Botschafter sieht sich selbst als "Wolfskrieger"-Diplomat
Der frühere belgische Premierminister Guy Verhofstadt nannte die Äußerungen auf Twitter "empörend". In einer Erklärung des französischen Außenministeriums heißt es, man sei "konsterniert" über die Bemerkungen und erwarte von China nun eine Stellungnahme, ob diese die chinesische Position wiedergeben würden.

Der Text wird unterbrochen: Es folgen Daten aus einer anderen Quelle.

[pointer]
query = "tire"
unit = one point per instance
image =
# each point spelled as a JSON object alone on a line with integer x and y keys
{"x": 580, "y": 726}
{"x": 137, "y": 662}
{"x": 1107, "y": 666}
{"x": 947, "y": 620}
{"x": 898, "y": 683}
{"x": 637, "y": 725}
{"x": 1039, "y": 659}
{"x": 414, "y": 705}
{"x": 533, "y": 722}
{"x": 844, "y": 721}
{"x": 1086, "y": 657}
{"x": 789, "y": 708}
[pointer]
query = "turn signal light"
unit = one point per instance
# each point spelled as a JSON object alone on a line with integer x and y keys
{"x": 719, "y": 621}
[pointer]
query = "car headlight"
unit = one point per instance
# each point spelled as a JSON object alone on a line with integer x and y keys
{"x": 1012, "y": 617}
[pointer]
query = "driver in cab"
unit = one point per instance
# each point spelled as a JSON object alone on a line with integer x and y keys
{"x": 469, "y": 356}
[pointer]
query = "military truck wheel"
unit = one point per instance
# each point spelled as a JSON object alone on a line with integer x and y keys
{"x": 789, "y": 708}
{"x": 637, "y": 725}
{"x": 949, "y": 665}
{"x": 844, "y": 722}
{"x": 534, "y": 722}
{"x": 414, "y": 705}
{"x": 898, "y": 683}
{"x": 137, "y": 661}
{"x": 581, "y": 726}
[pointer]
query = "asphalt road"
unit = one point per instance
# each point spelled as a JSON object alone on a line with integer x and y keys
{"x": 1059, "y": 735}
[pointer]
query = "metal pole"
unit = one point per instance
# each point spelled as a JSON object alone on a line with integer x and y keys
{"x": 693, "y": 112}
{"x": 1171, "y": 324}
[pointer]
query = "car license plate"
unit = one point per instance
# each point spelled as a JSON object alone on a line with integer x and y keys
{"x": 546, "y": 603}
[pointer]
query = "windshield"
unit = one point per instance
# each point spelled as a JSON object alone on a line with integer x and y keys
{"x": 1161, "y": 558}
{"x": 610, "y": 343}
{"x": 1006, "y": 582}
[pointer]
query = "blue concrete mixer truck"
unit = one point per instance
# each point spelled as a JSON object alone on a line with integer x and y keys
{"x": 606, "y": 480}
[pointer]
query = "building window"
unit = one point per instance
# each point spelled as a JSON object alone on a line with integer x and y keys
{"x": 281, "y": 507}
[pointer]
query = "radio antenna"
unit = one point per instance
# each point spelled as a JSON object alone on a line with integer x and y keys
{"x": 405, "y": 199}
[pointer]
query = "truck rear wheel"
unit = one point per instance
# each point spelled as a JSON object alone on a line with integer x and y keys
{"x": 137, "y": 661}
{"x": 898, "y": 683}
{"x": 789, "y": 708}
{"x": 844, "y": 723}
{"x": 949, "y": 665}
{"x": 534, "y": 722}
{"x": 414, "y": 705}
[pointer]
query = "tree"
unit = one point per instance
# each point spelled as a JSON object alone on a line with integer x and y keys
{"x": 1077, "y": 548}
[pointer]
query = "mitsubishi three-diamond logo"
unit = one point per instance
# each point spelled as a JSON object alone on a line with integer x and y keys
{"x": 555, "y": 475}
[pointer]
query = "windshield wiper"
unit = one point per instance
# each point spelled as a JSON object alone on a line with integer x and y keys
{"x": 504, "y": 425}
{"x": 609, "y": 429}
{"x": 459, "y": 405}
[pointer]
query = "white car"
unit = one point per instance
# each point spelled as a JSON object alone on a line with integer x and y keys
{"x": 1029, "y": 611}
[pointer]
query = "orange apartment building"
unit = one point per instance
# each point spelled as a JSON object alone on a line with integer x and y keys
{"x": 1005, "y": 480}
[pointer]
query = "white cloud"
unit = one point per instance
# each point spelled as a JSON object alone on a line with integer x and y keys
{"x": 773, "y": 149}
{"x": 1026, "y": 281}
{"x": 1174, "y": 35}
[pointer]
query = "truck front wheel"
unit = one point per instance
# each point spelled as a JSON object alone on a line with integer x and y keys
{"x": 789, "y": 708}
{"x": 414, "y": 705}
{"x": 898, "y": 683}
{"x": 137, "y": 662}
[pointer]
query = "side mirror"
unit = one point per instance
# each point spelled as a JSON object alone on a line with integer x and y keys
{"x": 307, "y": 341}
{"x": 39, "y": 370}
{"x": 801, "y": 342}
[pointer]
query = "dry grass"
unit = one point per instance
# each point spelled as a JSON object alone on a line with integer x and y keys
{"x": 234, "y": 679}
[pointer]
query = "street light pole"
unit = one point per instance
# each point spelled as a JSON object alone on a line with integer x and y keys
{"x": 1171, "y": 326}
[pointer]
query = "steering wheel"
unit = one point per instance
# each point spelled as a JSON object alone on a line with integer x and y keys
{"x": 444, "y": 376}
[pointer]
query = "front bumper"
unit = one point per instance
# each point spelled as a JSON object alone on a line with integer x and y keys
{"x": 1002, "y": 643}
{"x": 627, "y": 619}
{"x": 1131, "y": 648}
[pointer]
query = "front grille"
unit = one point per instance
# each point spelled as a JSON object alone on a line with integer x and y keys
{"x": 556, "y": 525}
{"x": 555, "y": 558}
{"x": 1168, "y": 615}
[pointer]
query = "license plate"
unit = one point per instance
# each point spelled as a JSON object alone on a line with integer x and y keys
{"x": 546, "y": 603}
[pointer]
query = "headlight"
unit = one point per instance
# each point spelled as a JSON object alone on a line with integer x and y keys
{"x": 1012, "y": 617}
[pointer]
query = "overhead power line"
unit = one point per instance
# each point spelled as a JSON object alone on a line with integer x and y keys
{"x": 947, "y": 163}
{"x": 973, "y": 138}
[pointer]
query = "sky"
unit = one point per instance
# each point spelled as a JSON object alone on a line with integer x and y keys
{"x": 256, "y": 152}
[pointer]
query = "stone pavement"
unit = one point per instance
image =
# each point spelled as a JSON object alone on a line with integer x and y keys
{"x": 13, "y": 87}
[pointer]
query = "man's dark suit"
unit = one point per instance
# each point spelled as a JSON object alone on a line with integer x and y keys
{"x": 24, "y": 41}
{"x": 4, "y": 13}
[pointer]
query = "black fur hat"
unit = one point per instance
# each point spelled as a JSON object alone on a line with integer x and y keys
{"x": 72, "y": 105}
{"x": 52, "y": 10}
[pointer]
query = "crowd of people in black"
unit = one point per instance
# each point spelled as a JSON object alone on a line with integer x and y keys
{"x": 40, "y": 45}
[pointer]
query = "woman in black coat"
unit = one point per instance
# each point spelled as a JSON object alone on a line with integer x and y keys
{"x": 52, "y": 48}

Es ist nicht das erste Mal, dass der chinesische Botschafter auffällt. Er selbst bezeichnet sich als Vertreter der "Wolfskrieger"-Diplomatie. Der Begriff stammt aus dem chinesischen Actionfilm "Wolf Warrior" und steht für einen aggressiv-selbstbewussten Nationalismus.
Bereits im März 2021 war Lu von der französischen Regierung einbestellt worden. Er hatte eine Reihe von französischen Wissenschaftlern auf Twitter beschimpft, weil sie Chinas Taiwan-Politik kritisiert hatten. So nannte Lu den französischen Politologen und China-Experten Antoine Bondaz eine "verrückte Hyäne" und einen "ideologischen Troll".
Sein jüngster Auftritt hat freilich nicht nur Kritik an ihm ausgelöst. Französische Medien nahmen auch Präsident Emmanuel Macron ins Visier. Dieser hatte unlängst bei einem Besuch in Peking Präsident Xi Jinping und dessen "Bemühungen" im Ukraine-Konflikt gelobt. Andere europäische Partner hatten dies als befremdlichen und unsolidarischen Anbiederungsversuch gewertet. Blieben die Äußerungen des chinesischen Botschafters unkorrigiert stehen, stünde auch die Glaubwürdigkeit der französischen Diplomatie auf dem Spiel, hieß es etwa in einem Kommentar in der Zeitung "Le Journal du Dimanche".